Where there is no blood relationship, the presumption of gratuity is less strong. In re Talty's Estate, supra, 232 Iowa at 287, 5 N.W.2d at 588.
"The presumption of gratuity due to the family relation arises because of the reciprocal character of family duties and services. (Citations) * * * [W]here the services are so disproportionate as not to be reciprocal, the presumption of gratuity does not apply and the one who has performed the greater service will be entitled to recover." In re Talty's Estate, supra; In re Claim of Blackman (1964), 256 Iowa 1076, 1087-1088, 129 N.W.2d 618, 625; Ferris v. Barrett (1959), 250 Iowa 646, 652-653, 95 N.W.2d 527, 531; In re Estate of Klepper (1953), 244 Iowa 521, 525, 57 N.W.2d 565, 568.

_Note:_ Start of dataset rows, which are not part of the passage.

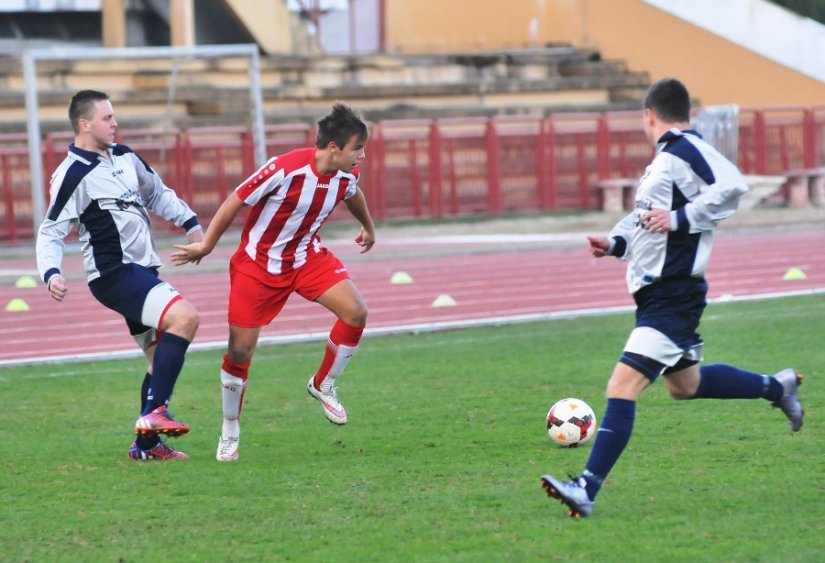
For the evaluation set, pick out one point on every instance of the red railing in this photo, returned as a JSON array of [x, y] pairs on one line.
[[433, 168]]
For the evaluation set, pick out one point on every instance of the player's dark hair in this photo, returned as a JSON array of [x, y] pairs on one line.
[[670, 100], [82, 106], [339, 126]]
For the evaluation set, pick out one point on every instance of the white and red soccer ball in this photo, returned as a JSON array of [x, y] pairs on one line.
[[571, 422]]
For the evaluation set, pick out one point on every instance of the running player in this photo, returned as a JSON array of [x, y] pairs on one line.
[[686, 190], [280, 253], [106, 190]]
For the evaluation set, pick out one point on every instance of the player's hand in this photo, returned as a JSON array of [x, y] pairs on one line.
[[186, 253], [656, 221], [365, 239], [195, 236], [58, 287], [598, 246]]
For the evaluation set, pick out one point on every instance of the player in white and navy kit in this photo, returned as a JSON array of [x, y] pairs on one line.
[[280, 253], [106, 190], [686, 190]]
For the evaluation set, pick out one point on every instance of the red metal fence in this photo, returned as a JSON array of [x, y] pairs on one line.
[[434, 168]]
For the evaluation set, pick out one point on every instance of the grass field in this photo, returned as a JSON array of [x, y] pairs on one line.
[[440, 461]]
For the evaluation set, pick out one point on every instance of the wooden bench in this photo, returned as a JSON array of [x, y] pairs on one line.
[[760, 187], [805, 187], [617, 193]]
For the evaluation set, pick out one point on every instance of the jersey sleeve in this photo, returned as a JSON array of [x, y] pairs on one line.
[[162, 199], [352, 187], [60, 218], [263, 181], [716, 202]]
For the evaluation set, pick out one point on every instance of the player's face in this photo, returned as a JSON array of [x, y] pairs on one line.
[[350, 155], [102, 126]]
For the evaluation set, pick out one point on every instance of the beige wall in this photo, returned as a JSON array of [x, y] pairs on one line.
[[425, 26], [268, 22], [715, 70]]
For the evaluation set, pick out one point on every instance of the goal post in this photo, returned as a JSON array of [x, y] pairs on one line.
[[32, 56]]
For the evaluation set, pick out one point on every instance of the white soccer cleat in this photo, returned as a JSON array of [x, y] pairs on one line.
[[333, 409], [227, 448], [790, 379]]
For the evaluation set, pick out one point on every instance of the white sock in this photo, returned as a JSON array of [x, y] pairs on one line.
[[231, 390], [342, 357]]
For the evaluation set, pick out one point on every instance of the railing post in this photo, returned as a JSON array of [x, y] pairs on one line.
[[8, 196], [603, 148], [543, 181], [493, 169], [809, 138], [760, 142], [552, 168], [435, 171]]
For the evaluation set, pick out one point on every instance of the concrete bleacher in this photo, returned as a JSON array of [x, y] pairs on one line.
[[212, 92]]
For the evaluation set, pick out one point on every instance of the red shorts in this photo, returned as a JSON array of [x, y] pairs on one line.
[[255, 301]]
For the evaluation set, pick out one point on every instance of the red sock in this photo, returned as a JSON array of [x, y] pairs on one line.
[[341, 334], [233, 397]]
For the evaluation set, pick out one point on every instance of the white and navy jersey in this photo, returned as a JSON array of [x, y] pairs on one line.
[[290, 201], [700, 187], [108, 201]]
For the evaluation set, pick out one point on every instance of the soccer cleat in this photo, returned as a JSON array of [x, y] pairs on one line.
[[160, 451], [570, 493], [333, 409], [790, 379], [160, 420], [227, 448]]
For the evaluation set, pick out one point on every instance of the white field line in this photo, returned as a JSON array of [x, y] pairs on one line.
[[391, 330]]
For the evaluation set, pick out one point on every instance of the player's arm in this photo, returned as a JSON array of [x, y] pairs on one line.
[[223, 218], [49, 246], [162, 199], [357, 205], [717, 202]]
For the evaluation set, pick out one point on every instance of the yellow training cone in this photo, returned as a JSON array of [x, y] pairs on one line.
[[17, 305], [795, 274], [25, 282], [400, 277], [444, 300]]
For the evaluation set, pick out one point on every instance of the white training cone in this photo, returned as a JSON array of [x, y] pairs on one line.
[[400, 278], [444, 300], [25, 282], [795, 274], [17, 305]]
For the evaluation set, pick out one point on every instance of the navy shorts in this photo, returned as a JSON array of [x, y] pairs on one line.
[[667, 320], [136, 293]]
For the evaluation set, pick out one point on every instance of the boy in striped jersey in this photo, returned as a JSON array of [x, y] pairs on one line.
[[667, 240], [280, 252]]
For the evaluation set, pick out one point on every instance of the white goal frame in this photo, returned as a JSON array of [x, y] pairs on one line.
[[33, 56]]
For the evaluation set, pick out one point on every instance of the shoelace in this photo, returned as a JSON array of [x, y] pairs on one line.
[[331, 391], [226, 444]]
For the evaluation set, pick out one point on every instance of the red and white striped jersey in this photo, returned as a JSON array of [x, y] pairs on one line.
[[290, 200]]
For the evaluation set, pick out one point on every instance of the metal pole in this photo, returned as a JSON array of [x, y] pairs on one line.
[[35, 154], [258, 109]]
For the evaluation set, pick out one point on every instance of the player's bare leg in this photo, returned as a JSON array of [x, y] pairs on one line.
[[344, 300]]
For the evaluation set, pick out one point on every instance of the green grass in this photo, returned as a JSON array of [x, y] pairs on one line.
[[440, 461]]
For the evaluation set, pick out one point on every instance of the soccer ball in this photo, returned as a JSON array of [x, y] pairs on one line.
[[571, 422]]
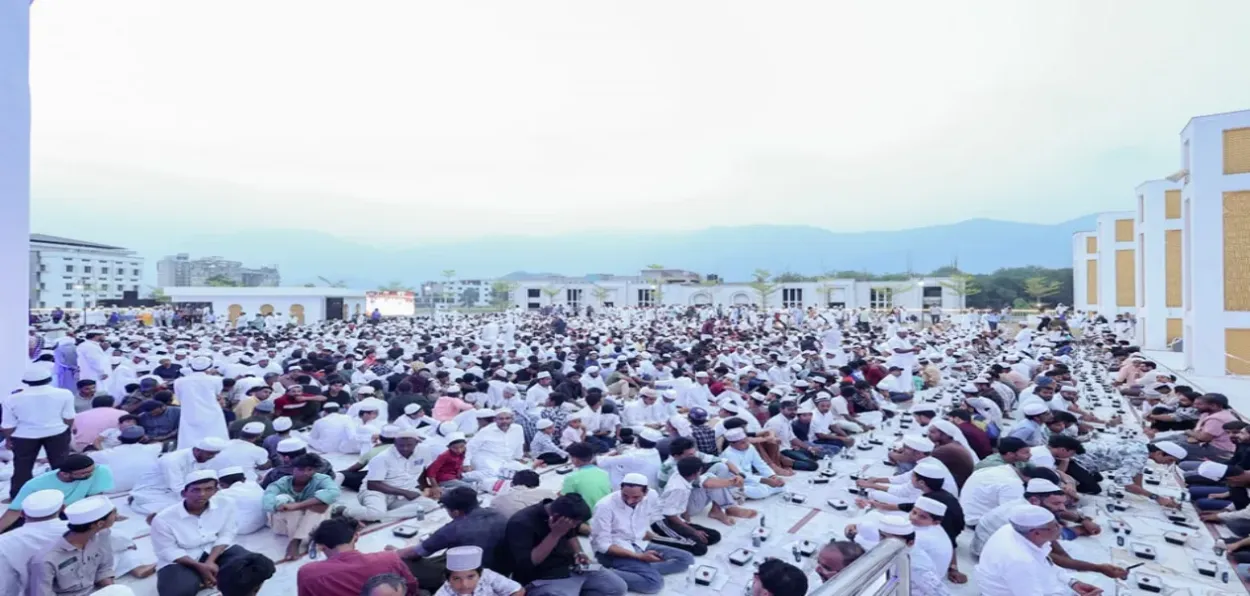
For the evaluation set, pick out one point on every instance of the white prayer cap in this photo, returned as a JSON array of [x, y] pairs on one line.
[[1041, 485], [895, 525], [256, 427], [930, 467], [89, 510], [1030, 516], [1034, 409], [199, 476], [43, 504], [919, 444], [36, 374], [230, 471], [1041, 456], [464, 559], [290, 445], [201, 364], [1211, 470], [211, 444], [1173, 449], [931, 506]]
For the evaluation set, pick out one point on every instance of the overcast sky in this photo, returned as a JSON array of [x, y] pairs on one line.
[[400, 121]]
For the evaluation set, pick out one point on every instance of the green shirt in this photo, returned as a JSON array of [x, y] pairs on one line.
[[589, 481], [75, 491]]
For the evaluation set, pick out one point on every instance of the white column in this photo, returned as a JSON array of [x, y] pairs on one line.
[[14, 189]]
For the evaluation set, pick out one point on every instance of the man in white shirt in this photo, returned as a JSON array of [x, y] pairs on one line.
[[194, 537], [1016, 557], [38, 417], [620, 537]]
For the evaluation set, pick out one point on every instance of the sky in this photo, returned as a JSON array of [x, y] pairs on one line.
[[399, 123]]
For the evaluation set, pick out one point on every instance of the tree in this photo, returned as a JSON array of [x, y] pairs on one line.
[[763, 286], [221, 281], [1039, 288], [501, 293]]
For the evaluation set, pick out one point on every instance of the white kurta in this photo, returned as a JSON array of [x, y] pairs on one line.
[[201, 414]]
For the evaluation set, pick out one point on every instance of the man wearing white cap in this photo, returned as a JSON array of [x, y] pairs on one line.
[[620, 534], [194, 537], [41, 527], [160, 487], [81, 560], [38, 417], [466, 576], [1016, 557], [198, 396]]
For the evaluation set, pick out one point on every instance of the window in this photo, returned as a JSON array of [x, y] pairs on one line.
[[791, 298], [880, 298]]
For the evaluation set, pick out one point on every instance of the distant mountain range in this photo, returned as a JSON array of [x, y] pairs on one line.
[[978, 245]]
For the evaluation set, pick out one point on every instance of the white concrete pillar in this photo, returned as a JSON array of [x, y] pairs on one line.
[[14, 189]]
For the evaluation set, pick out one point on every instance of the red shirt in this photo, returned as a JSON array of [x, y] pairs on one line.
[[446, 466], [344, 574]]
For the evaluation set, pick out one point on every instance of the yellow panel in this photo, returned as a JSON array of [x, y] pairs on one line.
[[1171, 204], [1236, 151], [1175, 329], [1123, 230], [1236, 251], [1236, 351], [1173, 269], [1125, 289], [1091, 283]]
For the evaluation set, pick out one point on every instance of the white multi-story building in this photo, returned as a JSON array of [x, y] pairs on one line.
[[913, 295], [70, 274]]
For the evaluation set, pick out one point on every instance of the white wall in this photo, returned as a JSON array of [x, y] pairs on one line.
[[1203, 208], [1151, 274]]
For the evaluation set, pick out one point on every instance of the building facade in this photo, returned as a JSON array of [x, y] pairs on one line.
[[73, 274], [913, 295], [181, 270], [1159, 268]]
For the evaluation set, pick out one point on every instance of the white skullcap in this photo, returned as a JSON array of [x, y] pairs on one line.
[[918, 442], [1034, 409], [210, 444], [895, 525], [43, 504], [1041, 485], [256, 427], [1173, 449], [199, 476], [931, 506], [1030, 516], [1041, 456], [229, 471], [89, 510], [1211, 470], [290, 445], [464, 557]]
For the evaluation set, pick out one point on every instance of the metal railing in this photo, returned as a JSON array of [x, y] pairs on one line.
[[881, 571]]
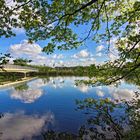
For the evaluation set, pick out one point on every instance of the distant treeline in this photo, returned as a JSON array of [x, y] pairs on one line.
[[75, 71]]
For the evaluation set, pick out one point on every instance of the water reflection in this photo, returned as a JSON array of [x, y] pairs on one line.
[[18, 126], [100, 112], [30, 92]]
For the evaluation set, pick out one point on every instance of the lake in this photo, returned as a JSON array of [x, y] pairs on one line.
[[44, 104]]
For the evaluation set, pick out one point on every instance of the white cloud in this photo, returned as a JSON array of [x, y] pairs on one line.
[[57, 56], [82, 54], [99, 54], [19, 126], [99, 48], [25, 48]]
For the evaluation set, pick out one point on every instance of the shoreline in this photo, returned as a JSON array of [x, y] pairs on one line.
[[10, 83]]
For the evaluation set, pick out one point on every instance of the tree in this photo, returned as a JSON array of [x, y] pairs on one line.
[[21, 61]]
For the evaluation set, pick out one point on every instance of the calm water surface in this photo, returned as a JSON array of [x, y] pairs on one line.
[[49, 104]]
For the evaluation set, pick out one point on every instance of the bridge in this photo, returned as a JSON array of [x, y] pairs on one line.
[[17, 68]]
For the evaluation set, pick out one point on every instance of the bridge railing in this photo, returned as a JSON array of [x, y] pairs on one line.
[[10, 66]]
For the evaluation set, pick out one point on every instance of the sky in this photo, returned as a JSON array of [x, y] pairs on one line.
[[19, 47]]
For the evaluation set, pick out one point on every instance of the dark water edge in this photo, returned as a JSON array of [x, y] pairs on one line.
[[58, 108]]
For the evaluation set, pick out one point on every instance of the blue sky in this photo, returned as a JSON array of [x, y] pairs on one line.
[[92, 53]]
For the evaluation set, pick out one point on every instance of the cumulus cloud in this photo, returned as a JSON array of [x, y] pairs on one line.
[[99, 48], [82, 54], [19, 126], [99, 54], [25, 48]]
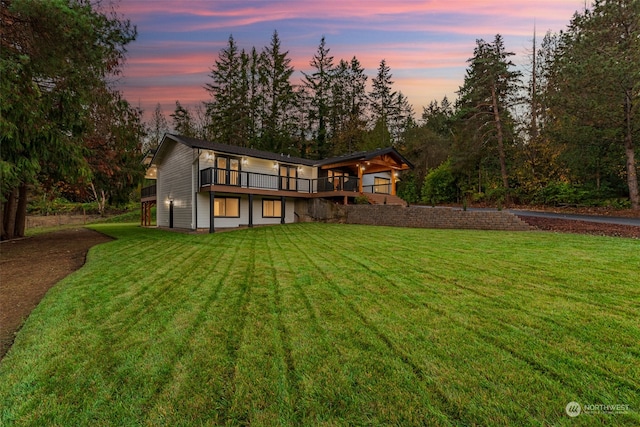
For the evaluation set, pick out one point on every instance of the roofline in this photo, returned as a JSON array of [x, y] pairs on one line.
[[268, 155]]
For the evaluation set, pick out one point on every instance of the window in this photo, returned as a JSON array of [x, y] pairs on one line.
[[382, 185], [288, 175], [271, 208], [227, 171], [228, 207]]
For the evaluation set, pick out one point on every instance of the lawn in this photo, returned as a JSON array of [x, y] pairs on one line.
[[328, 324]]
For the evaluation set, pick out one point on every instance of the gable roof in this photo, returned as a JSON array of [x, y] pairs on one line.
[[235, 150], [363, 156], [267, 155]]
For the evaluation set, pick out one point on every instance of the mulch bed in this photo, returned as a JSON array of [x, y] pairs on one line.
[[31, 266]]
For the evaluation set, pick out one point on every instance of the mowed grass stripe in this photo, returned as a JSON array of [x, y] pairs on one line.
[[450, 396], [332, 270], [313, 324]]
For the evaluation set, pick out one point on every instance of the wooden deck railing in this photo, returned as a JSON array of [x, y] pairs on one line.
[[242, 179]]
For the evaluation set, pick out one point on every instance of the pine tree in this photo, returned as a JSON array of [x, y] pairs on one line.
[[490, 87], [348, 107], [383, 103], [319, 84], [594, 88], [228, 108], [156, 128], [183, 123], [279, 99]]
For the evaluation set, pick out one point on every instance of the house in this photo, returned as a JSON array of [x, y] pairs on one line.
[[207, 185]]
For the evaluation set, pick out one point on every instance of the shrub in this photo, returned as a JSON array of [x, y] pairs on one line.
[[439, 185]]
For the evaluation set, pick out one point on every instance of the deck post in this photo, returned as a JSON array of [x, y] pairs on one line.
[[393, 182], [282, 209], [211, 210]]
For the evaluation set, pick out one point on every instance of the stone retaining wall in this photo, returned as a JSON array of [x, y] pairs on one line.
[[427, 217]]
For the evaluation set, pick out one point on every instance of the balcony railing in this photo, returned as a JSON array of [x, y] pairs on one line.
[[149, 191], [242, 179], [377, 188]]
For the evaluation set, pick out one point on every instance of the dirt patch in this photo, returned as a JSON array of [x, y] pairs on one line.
[[30, 266], [582, 227]]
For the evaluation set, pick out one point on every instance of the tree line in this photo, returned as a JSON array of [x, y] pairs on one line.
[[562, 132], [64, 129], [253, 102]]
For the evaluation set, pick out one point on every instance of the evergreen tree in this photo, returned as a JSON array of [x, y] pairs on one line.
[[227, 109], [490, 87], [156, 129], [279, 99], [594, 95], [348, 107], [383, 103], [183, 123], [53, 57]]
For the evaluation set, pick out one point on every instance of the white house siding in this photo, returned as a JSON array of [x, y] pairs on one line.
[[265, 167], [174, 183], [369, 179], [204, 211]]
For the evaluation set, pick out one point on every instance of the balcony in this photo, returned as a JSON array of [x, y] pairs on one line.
[[260, 181]]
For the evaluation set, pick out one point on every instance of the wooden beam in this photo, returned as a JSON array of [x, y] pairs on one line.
[[393, 182]]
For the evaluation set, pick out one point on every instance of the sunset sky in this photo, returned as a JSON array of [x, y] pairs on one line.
[[425, 43]]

*605 The rule that the law implies a promise to pay for services rendered by one person for another, which are known to and accepted by the latter, is clearly applicable here unless the presumption of gratuitous services due to the family relationship arises. We do not believe it applies under this evidence. There was no blood relationship between the deceased and the claimant. The services performed were extensive and necessary. The decedent was physically incapable of rendering any reciprocal services. There was evidence from which the trial court could find a mutual expectation to pay a reasonable amount for the services rendered.
III. Objectors also claim there was not sufficient evidence upon which the trial court could determine the amount of the award.
"Courts have recognized a distinction between proof of the fact that damages have been sustained and proof of the amount of those damages. If it is speculative and uncertain whether damages have been sustained, recovery is denied. If the uncertainty lies only in the amount of damages, recovery may be had if there is proof of a reasonable basis from which the amount can be inferred or approximated. (Citations)" Orkin Exterminating Co., Inc. v. Burnett (Iowa, 1968), 160 N.W.2d 427, 430; Nicholson v. City of Des Moines (1954), 246 Iowa 318, 327, 67 N.W.2d 533, 538; 22 Am.Jur.2d 44, Damages, § 25.
The evidence here provided a reasonable basis from which the trier of fact could determine the reasonable value of the services rendered decedent by claimant.
IV. Objectors argue that the claim for wages more than two years prior to the death of decedent is barred by section 614.1 of the statute of limitations, which provides:
"Actions may be brought within the times herein limited, respectively, after their causes accrue, and not afterwards, except when otherwise specially declared:
"* * *
"8. Wages. Those founded on claims for wages or for a liability or penalty for failure to pay wages, within two years."
We agree with appellants that this section is applicable to the claim made here in that it is clearly a claim for wages. However, the present litigation was commenced within two years of the termination of the services so the statute does not act to bar any part of the claim even though the claim was for services performed over a three year period. The services were part of a "continuous account". There was no break in the rendition of these services which would cause the statutory time to begin to run. Soderland v. Graeber (1921), 190 Iowa 765, 776, 180 N.W. 745, 749-750, and cases cited therein.
As we find no error, the trial court is affirmed.
All Justices concur, except REYNOLDSON, J., who takes no part.